NC Risk Handling Hint -Attendant Care Services; Home Modifications; Post Award Interest
Sheryl Boylan suffered a compensable back injury in 2003 and was awarded past and future attendant care services, at $8 per hour, for care provided by her daughter and her sister’s family in the past and her sister’s family in the future. This was affirmed by the Court of Appeals.Boylan v. Verizon Wireless, 201 N.C. App. 81, 685 S.E.2d 155 (2009).
Boylan’s daughter moved back into Boylan’s home in April 2009 and resumed providing attendant care. As the Commission had not provided for future changes in attendant care providers, Defendants did not pay her. Defendants also argued Boylan’s claim for attendant care had been rendered moot by Defendants’ modifications to Boylan’s home and Boylan’s own medical improvement. Both parties filed Form 33s and, after a hearing, both parties appealed to the Full Commission. The Full Commission awarded $8 per hour for all services provided by Boylan’s daughter from April 2009 to the date of its Opinion and Award and $10 per hour for ongoing attendant care provided by either Boylan’s daughter or her sister’s family or, if they were unable, professionals. The Full Commission also awarded Boylan costs for modifications to her home, but denied Boylan’s request for interest on attendant care between August 2004 and April 2009 because Boylan had not suffered any prejudice or out of pocket expenses.
On December 18, 2012, inBoylan v. Verizon Wireless, the Court of Appeals first found that the Full Commission did not err in awarding Boylan attendant care from April 2009 onward as there was competent evidence to support the Commission’s finding that such care was ‘medically beneficial’ to Boylan including testimony from a certified life care planner and registered nurse. Their testimony was that Boylan needed eight hours of care daily and was at risk of falling if she did not receive it. In finding attendant care medically beneficial, the Full Commission dismissed the idea that Boylan’s medical condition had improved to the point that such care was unnecessary.
The Court also affirmed the Full Commission’s determination that the cost of skilled nursing care was competent evidence to determine the rate for unskilled attendant care provided by family members. Judge Beasley, however, dissented in part on this issue, stating that evidence of the cost of skilled nursing care was not competent evidence which supported the hourly rate awarded by the Full Commission.
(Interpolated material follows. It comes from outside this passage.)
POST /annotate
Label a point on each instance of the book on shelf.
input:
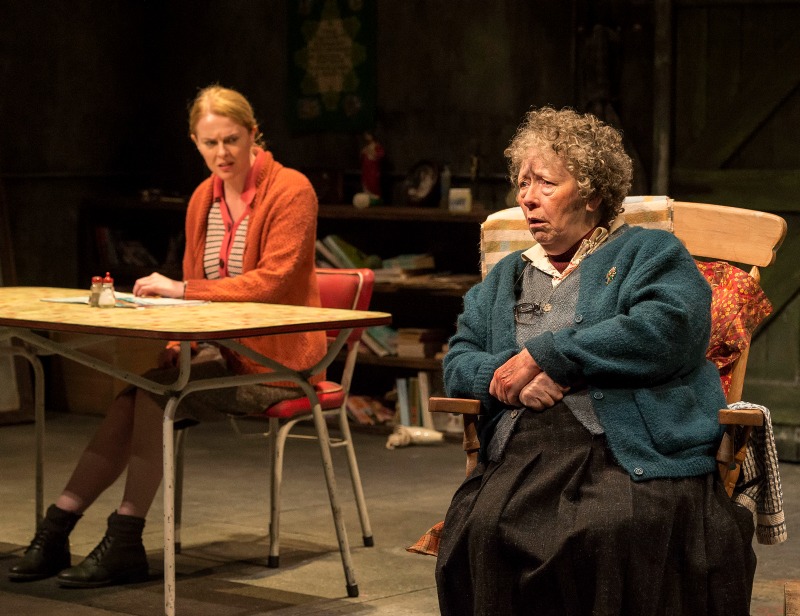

Although home modifications were not expressly recommended by Boylan’s physicians, the Court concluded that the Full Commission did not err in awarding Boylan home modifications since her occupational therapist, life care planner and occupational nurse all testified that she would benefit from further modifications, including wheelchair ramps and a handicapped accessible pantry. In addition, the Court found that the Full Commission did not err in preventing Defendants from choosing Boylan’s attendant care provider despite their right to direct medical treatment in this accepted claim because Defendants had not directed care to their chosen provider in a prompt and adequate manner and fought Boylan’s claims for attendant care at every step.
The Court also concluded that the Full Commission erred in failing to award Boylan interest on the portion of attendant care awarded from August 2004 until April 2009 because the Commission incorrectly required a show out of pocket expenses or prejudice. According to the Court, there is no discretion in the application of N.C.G.S. § 97-86.2 which requires interest be paid on the final award from the date of the initial hearing until the award is paid. The purpose of the statute is to compensate Plaintiffs for the lost time value of money, to prevent unjust enrichment to Defendants by delaying payment, and to promote settlement. There is no requirement that Plaintiffs show prejudice or out of pocket expense.
Risk Handling Hint: Although N.C.G.S. § 97-2(19) has been revised to require a prescription by a health care provider or authorization by the employer or the Commission for attendant care services, the Boylan case still clarifies that the Commission can weigh evidence supporting an award of attendant care services. In addition, evidence of the value of skilled nursing services can be considered as evidence even though non-skilled services are actually rendered. Defendants should take care to control all medical treatment, including attendant care, in an accepted case in a prompt and timely manner, to avoid losing control of the treatment and creating further issues in the claim.